Ils retournèrent donc en ville et, suivis d’une foule nombreuse, se rendirent à la tour du monastère et présentèrent au prêtre mille thèses différentes. Le prêtre résout toutes leurs difficultés et leur demande ensuite s’ils en savent davantage.
Ils répondirent : « Non, mon Seigneur. »
« Alors, dit-il, je vais vous demander quelque chose. »
« Interroge, mon Seigneur », dirent-ils, « et si nous le savons, nous te répondrons. »
Le prêtre leur posa alors une seule question, et lorsqu’ils durent y renoncer, le prêtre leur donna la réponse.
Ils dirent alors : « Nous sommes vaincus, la victoire est à vous. »
« Que vas-tu faire maintenant ? » demanda-t-il.
« Nos parents, répondirent-ils, nous ont ainsi avertis : « Si vous êtes réfutées dans une dispute par un laïc, vous deviendrez ses épouses, mais si vous êtes réfutées par un prêtre, vous recevrez les ordres de ses mains. » — « C’est pourquoi, dirent-ils, admettez-nous à la vie religieuse. »
Le prêtre accepta volontiers et les ordonna dans la maison de la nonne appelée Uppalavaṇṇā. Et tous atteignirent rapidement la sainteté.

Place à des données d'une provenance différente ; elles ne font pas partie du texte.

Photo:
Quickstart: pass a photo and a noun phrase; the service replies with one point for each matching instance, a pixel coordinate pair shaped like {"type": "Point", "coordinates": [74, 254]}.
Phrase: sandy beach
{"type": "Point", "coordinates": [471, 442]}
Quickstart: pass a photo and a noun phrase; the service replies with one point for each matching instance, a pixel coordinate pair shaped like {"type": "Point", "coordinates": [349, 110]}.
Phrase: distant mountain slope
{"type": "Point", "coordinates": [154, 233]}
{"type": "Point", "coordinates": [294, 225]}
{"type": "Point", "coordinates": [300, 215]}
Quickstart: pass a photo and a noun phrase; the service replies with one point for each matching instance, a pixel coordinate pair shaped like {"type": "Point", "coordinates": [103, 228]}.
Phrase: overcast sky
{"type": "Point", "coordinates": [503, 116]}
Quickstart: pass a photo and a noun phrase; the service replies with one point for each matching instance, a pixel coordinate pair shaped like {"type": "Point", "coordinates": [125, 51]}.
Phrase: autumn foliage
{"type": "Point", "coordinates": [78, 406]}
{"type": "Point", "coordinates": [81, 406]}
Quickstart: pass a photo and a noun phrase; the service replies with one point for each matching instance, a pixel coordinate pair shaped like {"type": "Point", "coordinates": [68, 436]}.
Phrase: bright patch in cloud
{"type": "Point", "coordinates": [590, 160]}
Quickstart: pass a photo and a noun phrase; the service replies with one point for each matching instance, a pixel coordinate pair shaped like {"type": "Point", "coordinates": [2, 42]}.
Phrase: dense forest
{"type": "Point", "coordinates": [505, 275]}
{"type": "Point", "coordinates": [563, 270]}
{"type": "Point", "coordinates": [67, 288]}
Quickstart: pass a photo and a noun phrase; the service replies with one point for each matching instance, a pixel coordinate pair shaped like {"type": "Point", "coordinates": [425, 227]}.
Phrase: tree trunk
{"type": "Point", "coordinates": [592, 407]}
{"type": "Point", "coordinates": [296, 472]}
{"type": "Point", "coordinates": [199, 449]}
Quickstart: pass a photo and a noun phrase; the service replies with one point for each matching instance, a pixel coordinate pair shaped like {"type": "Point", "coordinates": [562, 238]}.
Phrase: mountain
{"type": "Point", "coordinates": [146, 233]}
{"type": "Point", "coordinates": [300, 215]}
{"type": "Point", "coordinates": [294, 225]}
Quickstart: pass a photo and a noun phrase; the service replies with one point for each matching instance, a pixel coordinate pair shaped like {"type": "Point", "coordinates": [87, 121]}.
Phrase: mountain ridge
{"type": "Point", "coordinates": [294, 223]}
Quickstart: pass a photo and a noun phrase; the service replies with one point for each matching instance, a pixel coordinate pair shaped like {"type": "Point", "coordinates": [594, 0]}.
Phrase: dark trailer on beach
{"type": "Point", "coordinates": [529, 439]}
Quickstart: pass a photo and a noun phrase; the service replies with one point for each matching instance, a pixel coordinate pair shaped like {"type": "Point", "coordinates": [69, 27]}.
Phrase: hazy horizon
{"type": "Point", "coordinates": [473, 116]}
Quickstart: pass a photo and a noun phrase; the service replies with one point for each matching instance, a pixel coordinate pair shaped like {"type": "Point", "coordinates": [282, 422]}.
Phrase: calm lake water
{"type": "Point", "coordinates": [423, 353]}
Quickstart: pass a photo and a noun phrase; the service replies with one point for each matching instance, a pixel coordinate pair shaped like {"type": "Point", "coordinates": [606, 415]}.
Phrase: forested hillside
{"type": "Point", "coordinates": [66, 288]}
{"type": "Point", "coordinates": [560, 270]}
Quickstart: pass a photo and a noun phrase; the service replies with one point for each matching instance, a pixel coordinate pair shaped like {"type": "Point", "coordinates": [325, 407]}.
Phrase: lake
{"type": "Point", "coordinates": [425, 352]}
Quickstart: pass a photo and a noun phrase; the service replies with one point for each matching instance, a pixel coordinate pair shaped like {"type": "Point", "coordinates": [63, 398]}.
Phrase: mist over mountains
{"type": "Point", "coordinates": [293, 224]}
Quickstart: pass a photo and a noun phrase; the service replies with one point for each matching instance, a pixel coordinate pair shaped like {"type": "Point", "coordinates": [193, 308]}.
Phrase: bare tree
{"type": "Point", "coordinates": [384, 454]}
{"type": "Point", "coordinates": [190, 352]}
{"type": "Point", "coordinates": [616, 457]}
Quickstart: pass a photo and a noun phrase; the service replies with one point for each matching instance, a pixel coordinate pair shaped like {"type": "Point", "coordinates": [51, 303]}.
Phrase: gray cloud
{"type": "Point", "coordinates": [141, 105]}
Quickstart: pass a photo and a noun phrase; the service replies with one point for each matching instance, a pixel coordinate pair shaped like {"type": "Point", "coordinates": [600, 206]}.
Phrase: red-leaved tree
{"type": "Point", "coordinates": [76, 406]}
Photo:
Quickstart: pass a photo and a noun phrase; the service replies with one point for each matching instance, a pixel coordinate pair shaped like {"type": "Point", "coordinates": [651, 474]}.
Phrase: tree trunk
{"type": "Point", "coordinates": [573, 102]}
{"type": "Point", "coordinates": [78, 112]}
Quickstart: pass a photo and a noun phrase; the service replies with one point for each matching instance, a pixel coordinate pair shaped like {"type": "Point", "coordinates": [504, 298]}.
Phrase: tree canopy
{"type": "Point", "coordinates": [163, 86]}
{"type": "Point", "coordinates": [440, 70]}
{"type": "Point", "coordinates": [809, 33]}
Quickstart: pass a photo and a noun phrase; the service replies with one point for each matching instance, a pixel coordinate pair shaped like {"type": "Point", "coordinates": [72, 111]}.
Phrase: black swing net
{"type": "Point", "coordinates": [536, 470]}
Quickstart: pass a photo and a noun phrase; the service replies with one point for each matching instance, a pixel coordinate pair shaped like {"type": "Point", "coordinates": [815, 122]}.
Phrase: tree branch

Puis, un jour, ils abordèrent ce sujet dans la Salle de la Vérité : comment Sāriputta fut un refuge pour les quatre ascètes, et comment, grâce à lui, elles atteignirent toutes la sainteté. Lorsque le Maître vint et entendit la teneur de leur discours, il dit : « Non seulement maintenant, mais aussi autrefois, Sāriputta fut un refuge pour ces femmes. (3) En cette occasion, il les consacra à la vie religieuse, mais autrefois, il les éleva à la dignité de reine consort. » Puis il leur raconta une histoire ancienne.
Il était une fois, alors que Kāliṅga régnait sur la cité de Dantapura, dans le royaume de Kāliṅga [2], Assaka était roi de Potali, dans le pays d’Assaka. Kāliṅga possédait une belle armée et était lui-même aussi fort qu’un éléphant, mais il ne trouvait personne pour le combattre. Aussi, impatient de se battre, il dit à ses ministres : « J’aspire au combat, mais je ne trouve personne pour me combattre. »
Ses ministres dirent : « Sire, une seule voie s’offre à vous. Vous avez quatre filles d’une beauté incomparable. Dites-leur de se parer de bijoux, puis, assises dans un carrosse couvert, qu’elles soient conduites dans chaque village, ville et cité royale, avec une escorte armée. Et si un roi désire les accueillir dans son harem, nous lui en parlerons. »
Le roi suivit leur conseil. Mais les rois des différents pays, où qu’ils se trouvent, craignaient de les laisser entrer dans leurs villes, leur envoyaient des présents et leur assignaient des quartiers hors des remparts. Ils traversèrent ainsi l’Inde de long en large jusqu’à Potali, dans le pays d’Assaka. Mais Assaka lui aussi leur ferma ses portes et se contenta de leur envoyer un présent. Or, ce roi avait un ministre sage et compétent nommé Nandisena, fertile en expédients. Il pensa : « Ces princesses, dit-on, ont traversé l’Inde sans trouver personne pour se battre pour leur possession. Si tel est le cas, l’Inde n’est qu’un vain nom. Je combattrai moi-même Kāliṅga. »
Il alla ensuite demander aux gardes de leur ouvrir la porte de la ville, et prononça la première strophe :
Ouvrez la porte à ces jeunes filles : par la puissance de Nandisena,
Lion sage du roi Aruna [3], notre ville est bien gardée.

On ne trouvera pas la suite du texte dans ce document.